Deutschland ist ein Musterland, wenn es um die Registrierung geht:
Mehr als 7,8 Millionen Menschen sind hier nach der Statistik des
zentralen Knochenmarkspenderregister registriert. Fast 7000 von ihnen
wurden im vergangenen Jahr Blutstammzellen entnommen. Rund 5000
dieser Spenden gingen ins Ausland. Aber längst nicht jede Nation hat
ein eigenes Register für den weltweiten Austausch. Besonders
schwierig ist der Aufbau in Entwicklungs- und Schwellenländern. In
ganz Afrika gibt es nach DKMS-Angaben nur zwei Dateien - in Südafrika
und in Nigeria.

Doch auch in Deutschland ist der Kampf gegen Blutkrebs eine große
Aufgabe: Nach Angaben des DKMS erhält alle 15 Minuten ein Mensch
diese Diagnose, viele Patienten sind Kinder und Jugendliche. Doch
jeder zehnte Kranke findet noch immer keinen Spender. Fast 8000
Menschen sterben in Deutschland jedes Jahr an Leukämien, weil die
normale Blutbildung durch die Vermehrung von entarteten weißen
Blutzellen gestört ist. Ein prominentes Opfer war 2016 der ehemalige
Außenminister Guido Westerwelle.

Durch die Globalisierung der Register können auch immer mehr
Migranten in Deutschland vom Kampf gegen Blutkrebs profitieren.
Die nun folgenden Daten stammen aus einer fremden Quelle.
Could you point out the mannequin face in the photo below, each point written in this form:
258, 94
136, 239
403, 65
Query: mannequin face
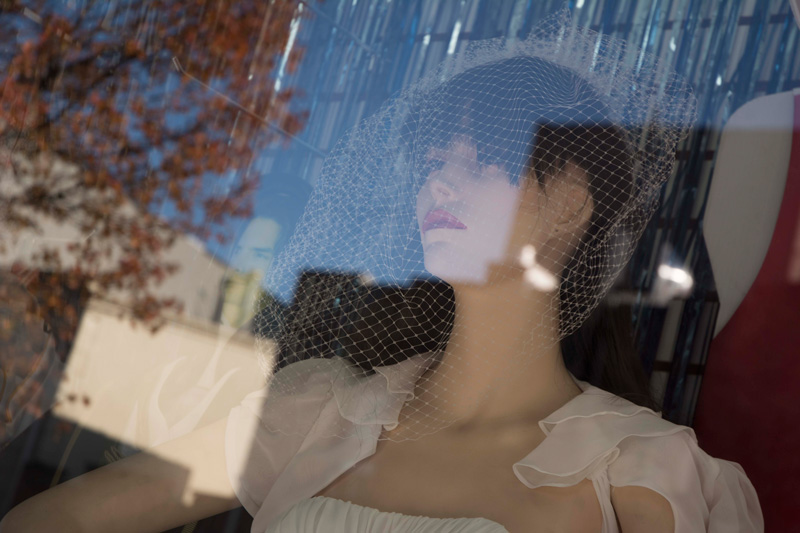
256, 247
472, 218
466, 214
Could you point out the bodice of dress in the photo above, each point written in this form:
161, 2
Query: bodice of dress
596, 436
335, 516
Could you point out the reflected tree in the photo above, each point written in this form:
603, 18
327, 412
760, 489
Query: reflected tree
134, 123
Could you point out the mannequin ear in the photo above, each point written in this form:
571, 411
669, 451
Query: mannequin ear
569, 204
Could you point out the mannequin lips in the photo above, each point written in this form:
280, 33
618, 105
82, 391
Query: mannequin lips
439, 218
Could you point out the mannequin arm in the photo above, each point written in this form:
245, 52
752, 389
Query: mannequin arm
172, 484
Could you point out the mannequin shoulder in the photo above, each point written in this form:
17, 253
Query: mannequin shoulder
642, 509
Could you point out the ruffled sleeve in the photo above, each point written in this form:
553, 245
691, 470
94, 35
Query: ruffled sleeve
615, 443
287, 442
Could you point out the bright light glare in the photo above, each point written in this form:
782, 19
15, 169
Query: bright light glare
527, 257
676, 275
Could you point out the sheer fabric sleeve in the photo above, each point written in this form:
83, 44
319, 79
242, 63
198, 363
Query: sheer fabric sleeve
616, 443
282, 448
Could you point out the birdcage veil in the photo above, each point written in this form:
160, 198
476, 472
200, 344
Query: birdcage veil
371, 307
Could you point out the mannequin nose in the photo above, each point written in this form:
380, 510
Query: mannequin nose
442, 192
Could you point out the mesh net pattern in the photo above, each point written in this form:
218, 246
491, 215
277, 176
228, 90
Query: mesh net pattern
427, 194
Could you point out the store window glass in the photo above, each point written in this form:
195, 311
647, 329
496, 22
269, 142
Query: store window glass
228, 223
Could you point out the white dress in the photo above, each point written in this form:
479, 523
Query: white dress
596, 436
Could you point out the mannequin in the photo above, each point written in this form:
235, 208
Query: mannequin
751, 224
746, 194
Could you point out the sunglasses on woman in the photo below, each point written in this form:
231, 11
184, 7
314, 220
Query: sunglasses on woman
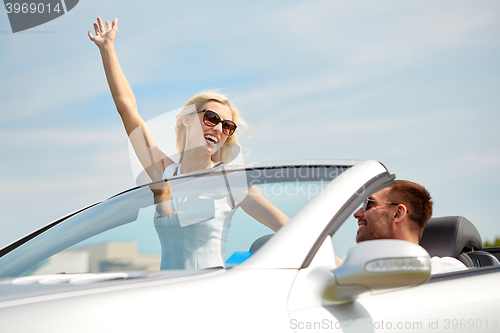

Schon
jetzt sucht die DKMS an ihrem neuen Standort in Südamerika nach
Spendern, die zu Patienten mit chilenischen Wurzeln in Deutschland
passen könnten. Denn die Chance, in der eigenen Herkunftsregion
fündig zu werden, ist wegen der genetischen Komponente weitaus größer

als ein Zufallstreffer.

Wahrscheinlich ist deshalb auch der Austausch zwischen Spendern aus
Deutschland und Empfängern in den USA so groß - seit 1991 gingen rund
13 000 Spenden der DKMS dorthin. Grund könnten die großen
Auswanderungswellen im 19. und 20. Jahrhundert sein. Innerhalb
Europas gehen die meisten Spenden aus Deutschland nach Frankreich,
Italien und Großbritannien.

Die weltweit vernetzten Spenderdateien können so auch eine kleine
Antwort auf Gesundheitsprobleme in multiethnischen Gesellschaften
sein. Tatjana Tröger, die keine chilenischen Wurzeln hat, freut diese
Entwicklung. Eine Erinnerung an ihre Spende trägt sie nun auch immer
bei sich. Auf ihrem linken Unterarm hat sie sich den Namen «Juanpi»
tätowieren lassen - das ist der Kosename des chilenischen Jungen, der
nun ihr Blutsbruder ist - und ihr genetischer Zwilling.